Extracting information from a text file via regex and / or python
I am working with a large number of files (~ 4GB) that contain from 1 to 100 records in the following format (between two *** - one record):
***
Type:status
Origin: @z_rose yes
Text: yes
URL:
ID: 95482459084427264
Time: Mon Jul 25 08:16:06 CDT 2011
RetCount: 0
Favorite: false
MentionedEntities: 20776334
Hashtags:
***
***
Type:status
Origin: @aaronesilvers text
Text: text
URL:
ID: 95481610861953024
Time: Mon Jul 25 08:12:44 CDT 2011
RetCount: 0
Favorite: false
MentionedEntities: 2226621
Hashtags:
***
***
Type:status
Origin: @z_rose text
Text: text and stuff
URL:
ID: 95480980026040320
Time: Mon Jul 25 08:10:14 CDT 2011
RetCount: 0
Favorite: false
MentionedEntities: 20776334
Hashtags:
***
Now I want to somehow import them into Pandas for bulk analysis, but obviously I will have to convert it to Pandas format. So I want to write a script that converts the above to .csv, looking something like this (User is the name of the file):
User Type Origin Text URL ID Time RetCount Favorite MentionedEntities Hashtags
4012987 status @z_rose yes yes Null 95482459084427264 Mon Jul 25 08:16:06 CDT 2011 0 false 20776334 Null
4012987 status @aaronsilvers text text Null 95481610861953024 Mon Jul 25 08:12:44 CDT 2011 0 false 2226621 Null
(The formatting isn't perfect, but hopefully you get the idea)
I had some code work that worked based on its regular information in 12 segments, but unfortunately some of the files contain some white lines in some fields. Basically I want:
fields[] =['User', 'Type', 'Origin', 'Text', 'URL', 'ID', 'Time', 'RetCount', 'Favorite', 'MentionedEntities', 'Hashtags']
starPair = 0;
User = filename;
read(file)
#Determine if the current entry has ended
if(stringRead=="***"){
if(starPair == 0)
starPair++;
if(starPair == 1){
row=row++;
starPair = 0;
}
}
#if string read matches column field
if(stringRead == fields[])
while(strRead != fields[]) #until next field has been found
#extract all characters into correct column field
However, a problem arises that some fields may contain words in the [] fields. I can check the \ n char first, which will greatly reduce the number of erroneous entries, but not eliminate them.

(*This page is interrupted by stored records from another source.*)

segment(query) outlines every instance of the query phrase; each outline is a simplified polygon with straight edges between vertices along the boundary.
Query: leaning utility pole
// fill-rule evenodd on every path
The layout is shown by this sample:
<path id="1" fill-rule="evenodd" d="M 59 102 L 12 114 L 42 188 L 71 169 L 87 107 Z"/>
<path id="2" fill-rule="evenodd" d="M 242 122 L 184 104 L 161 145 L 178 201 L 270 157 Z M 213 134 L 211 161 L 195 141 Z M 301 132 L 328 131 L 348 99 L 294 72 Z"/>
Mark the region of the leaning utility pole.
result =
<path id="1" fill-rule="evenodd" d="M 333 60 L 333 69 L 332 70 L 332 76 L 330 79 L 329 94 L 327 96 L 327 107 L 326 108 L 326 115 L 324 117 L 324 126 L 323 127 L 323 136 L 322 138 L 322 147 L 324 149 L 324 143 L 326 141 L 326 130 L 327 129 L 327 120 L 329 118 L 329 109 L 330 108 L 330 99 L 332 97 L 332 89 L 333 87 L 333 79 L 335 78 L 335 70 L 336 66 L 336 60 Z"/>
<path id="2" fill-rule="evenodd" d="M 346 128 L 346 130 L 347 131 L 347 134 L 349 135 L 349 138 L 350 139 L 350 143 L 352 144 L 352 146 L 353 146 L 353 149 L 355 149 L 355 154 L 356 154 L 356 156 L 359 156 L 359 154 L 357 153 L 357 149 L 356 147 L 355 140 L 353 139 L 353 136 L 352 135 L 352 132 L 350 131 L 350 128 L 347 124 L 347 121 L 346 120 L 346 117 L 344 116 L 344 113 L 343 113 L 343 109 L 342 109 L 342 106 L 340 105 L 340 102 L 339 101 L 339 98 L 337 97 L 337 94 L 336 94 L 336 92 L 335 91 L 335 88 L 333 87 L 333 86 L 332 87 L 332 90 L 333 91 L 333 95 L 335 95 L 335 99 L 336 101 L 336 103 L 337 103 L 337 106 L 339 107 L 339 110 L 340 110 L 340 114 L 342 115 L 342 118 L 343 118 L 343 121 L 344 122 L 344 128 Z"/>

Can anyone point me in the right direction?
Thanks in advance!
Your code / pseudocode doesn't look like python, but since you have a python tag, here's how I would go about it. First read the file in line, then go through each field and do a regex to find the value after it, push the result into a 2d list and then output that 2d sheet to CSV. Also, your CSV is more like TSV (tab separated instead of comma).
import re
import csv
filename='4012987'
User=filename
# read your file into a string
with open(filename, 'r') as myfile:
data=myfile.read()
fields =['Type', 'Origin', 'Text', 'URL', 'ID', 'Time', 'RetCount', 'Favorite', 'MentionedEntities', 'Hashtags']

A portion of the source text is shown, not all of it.